Come ci insegnano alcune teorie filosofiche sulle quali non voglio qui dilungarmi, la realtà viene creata a partire dalle parole che vengono utilizzate, le parole producono cioè effetti, sono costitutive della realtà.

Il campo semantico proprio di questi tre verbi, insegnare, istruire, educare, cambia l'attitudine sia di chi assume la posizione del maestro sia di chi invece quella dell'allievo.

L'etimo delle parole ci connette con un significato intrinseco di esse, ad un'azione che il verbo stesso, tramite il suo uso, provoca.

Insegnare è qualcosa che agisce dentro, l'insegnamento ci marchia, s'imprime come un sigillo, lascia impresso un metodo, un approccio alla realtà, è un primo solco che scava dentro di noi e da cui scaturiscono significati che poi ci accompagnano.

Ecco allora come sia importante la competenza del maestro, la sua abilità a rendere digeribile l'indigesto, semplice il complicato.

In musica si usa dire, "dare il la", cioè dare la giusta intonazione; così, anche nel tango è fondamentale che l'allievo riceva un corretto avvio, abbia sin da subito una buona impressione affinché possa innamorarsi di questo ballo, sentendolo come qualcosa che sarà in grado di praticare, che potrà sostenere ed imparare.

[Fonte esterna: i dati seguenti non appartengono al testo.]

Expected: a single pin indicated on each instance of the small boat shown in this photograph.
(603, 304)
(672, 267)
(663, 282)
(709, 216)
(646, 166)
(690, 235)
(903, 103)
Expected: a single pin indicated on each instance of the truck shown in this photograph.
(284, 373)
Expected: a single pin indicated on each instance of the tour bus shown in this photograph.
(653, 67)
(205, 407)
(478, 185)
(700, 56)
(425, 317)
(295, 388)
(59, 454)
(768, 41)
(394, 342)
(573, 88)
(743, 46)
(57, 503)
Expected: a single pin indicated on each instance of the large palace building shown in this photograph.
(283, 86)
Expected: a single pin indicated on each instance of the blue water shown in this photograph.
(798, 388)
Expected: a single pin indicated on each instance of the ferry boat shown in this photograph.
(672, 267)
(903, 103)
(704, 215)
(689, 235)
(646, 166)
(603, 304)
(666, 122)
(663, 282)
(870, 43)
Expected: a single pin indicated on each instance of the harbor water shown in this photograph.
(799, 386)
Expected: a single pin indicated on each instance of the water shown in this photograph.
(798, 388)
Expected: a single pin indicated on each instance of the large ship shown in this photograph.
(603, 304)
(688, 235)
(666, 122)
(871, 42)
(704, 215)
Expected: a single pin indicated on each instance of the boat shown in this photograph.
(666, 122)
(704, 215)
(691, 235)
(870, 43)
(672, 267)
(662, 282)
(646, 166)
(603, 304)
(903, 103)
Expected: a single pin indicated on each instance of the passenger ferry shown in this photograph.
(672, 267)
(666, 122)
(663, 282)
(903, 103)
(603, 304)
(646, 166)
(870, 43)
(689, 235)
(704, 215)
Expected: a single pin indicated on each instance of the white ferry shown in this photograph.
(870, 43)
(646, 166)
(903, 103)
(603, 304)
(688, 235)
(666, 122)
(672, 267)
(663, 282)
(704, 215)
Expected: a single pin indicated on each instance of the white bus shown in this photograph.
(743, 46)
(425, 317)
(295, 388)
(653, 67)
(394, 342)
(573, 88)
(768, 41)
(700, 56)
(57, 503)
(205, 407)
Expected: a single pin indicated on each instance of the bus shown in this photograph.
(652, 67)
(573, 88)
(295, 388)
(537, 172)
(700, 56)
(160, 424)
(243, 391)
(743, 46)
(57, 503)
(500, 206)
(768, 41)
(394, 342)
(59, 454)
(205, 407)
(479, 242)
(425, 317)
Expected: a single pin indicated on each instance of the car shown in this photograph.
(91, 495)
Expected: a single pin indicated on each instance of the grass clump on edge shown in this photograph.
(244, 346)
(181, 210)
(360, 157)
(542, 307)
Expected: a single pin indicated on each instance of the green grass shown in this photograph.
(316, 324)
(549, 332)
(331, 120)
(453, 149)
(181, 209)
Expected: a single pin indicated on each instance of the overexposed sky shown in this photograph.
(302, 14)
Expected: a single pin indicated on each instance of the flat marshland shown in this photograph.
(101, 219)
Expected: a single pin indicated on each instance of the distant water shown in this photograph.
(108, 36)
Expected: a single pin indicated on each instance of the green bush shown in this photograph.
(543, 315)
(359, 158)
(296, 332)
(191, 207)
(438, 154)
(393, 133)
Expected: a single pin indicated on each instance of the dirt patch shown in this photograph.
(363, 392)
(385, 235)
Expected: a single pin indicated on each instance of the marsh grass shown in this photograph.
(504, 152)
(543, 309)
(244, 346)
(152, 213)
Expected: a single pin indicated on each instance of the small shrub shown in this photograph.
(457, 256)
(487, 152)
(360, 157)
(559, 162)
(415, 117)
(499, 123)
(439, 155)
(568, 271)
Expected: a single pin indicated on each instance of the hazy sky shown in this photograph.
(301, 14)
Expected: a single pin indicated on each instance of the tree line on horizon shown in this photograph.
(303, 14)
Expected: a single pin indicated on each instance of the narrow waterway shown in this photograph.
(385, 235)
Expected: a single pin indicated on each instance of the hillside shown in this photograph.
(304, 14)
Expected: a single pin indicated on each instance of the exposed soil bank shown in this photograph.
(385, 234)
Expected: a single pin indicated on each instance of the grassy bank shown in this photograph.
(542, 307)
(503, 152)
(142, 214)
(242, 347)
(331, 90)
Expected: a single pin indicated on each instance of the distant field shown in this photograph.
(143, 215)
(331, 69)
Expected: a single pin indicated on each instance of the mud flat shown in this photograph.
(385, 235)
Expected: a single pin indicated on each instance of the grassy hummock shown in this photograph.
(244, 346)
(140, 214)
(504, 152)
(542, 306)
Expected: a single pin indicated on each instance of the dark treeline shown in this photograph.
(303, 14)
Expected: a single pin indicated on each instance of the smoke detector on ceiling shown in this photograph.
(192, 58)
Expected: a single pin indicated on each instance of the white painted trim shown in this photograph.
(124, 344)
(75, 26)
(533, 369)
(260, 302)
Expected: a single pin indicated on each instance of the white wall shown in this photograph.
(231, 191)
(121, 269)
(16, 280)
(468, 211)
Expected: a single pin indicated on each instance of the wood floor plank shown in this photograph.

Istruire è un verbo che richiama a qualcosa di procedurale, istruzioni che se eseguite portano un risultato programmato, sempre quello.

Il rischio è che, se il maestro nella sua modalità d'insegnamento, fornisce solo istruzioni per eseguire, (se pur al meglio), delle sequenze di movimenti pre-ordinati, si possa rimanere imprigionati in questo approccio schematico, divenendo schiavi di una sorta di modello meccanico d'apprendimento.

Se è pur vero che è importante che alcuni movimenti di base diventino automatici, cioè siano eseguiti con precisione tecnica, questo ci porta ad utilizzare in modo parsimonioso la metodologia suggerita da questo verbo, dato che rischia di entrare in un paradosso.

Infatti, se è vero che il Tango Argentino è un ballo d'improvvisazione, non si possono dare istruzione sull'improvvisazione, essendo quella dell'improvvisare un'arte che scaturisce dalla nube delle potenzialità infinite, e non certo da un manuale d'istruzioni.

Un approccio che prediligo, è legato al senso profondo connesso al verbo Educare, il cui etimo ha a che fare con l'abilità del maestro nell'aiutare il discente a tirar fuori il proprio potenziale, di facilitarlo nell'apprendere un metodo che lo porti ad andare oltre la semplice esecuzione meccanica d'istruzione tout court.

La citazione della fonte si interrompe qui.